Indeed, a malevolent alien presence still lingers – an unknown, unidentifiable energy signature – and the Zone is effectively riddled with booby traps, hazards and pitfalls, which can spell either instant death or leave permanent damage. Nooks and crannies are steeped in a substance called “hell slime”, which appears to have the corrosive power of nuclear lava, and in one instance all but dissolves one smuggler’s legs. In other quarters there are pockets of concentrated gravity which defy the laws of physics, nicknamed “bug traps”. In one instance we see the protagonist, Redrick, throw a steel nut into the air by way of demonstration: “It goes up all right ... but halfway down it looks like someone tugged it off to the side, pulling it so hard that it goes right into the clay and disappears … as if it were a ten pound weight”. One particularly deleterious stretch is dubbed “the meat grinder”, where we witness one of Redrick’s companions lifted into the air and wrung-out like a dishcloth.
The Zone, therefore, has to be traversed, maze-like, by personages with especial knowledge of the region – guides who can successfully navigate the no-go areas and determine safe routes through the labyrinth of danger. Such individuals are called “stalkers”, hence the Andrei Tarkovsky film of the same name.
The Strugatsky Brothers
Of late, Roadside Picnic
has been at the forefront of my thoughts, particularly when I head out-of-doors for a stroll. Nowadays, I realise I’m perpetually clock-watching for fear of outstaying my allotted quota for exercise.
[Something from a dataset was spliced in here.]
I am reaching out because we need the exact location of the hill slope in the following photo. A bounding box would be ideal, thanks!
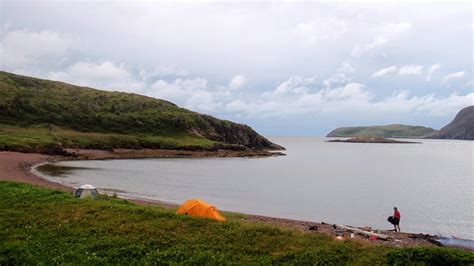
[327,124,436,138]
[0,71,283,152]
[428,106,474,140]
Certainly, I can cover a great deal of ground in a short space of time, but after an hour or so the valetudinarian part of me – the ever-worrying hypochondriac – takes hold and I become psychosomatically short of breath, believing at some point along the way I’ve been somehow contaminated, having perhaps strayed inadvertently into some tainted grid reference; as if that one particular copse, paddock or hillside track had been irradiated; as if the very blades of grass beneath my feet were saturated with poison. Yes, very dramatic. But, in a sense, going out of doors lately has felt like a very high stakes game of battleships. Sometimes, I can’t help feeling like I could do with my own personal stalker, to guide me safely through the green-ways and public footpaths of my former stomping ground. I can see him now, directing the way, landing his bolts like a trail of breadcrumbs, shouting “Not that way, keep away from that brook!”
is somewhat more forthcoming in terms of its sci-fi imagery than the Tarkovsy adaptation for cinema, Stalker
, which appeared seven years later. They are two very different beasts. The latter is more of a sounding board for its central triumvirate’s musings on existentialism; the former has zombies and a wish-granting “golden sphere”! But both are well worth checking out!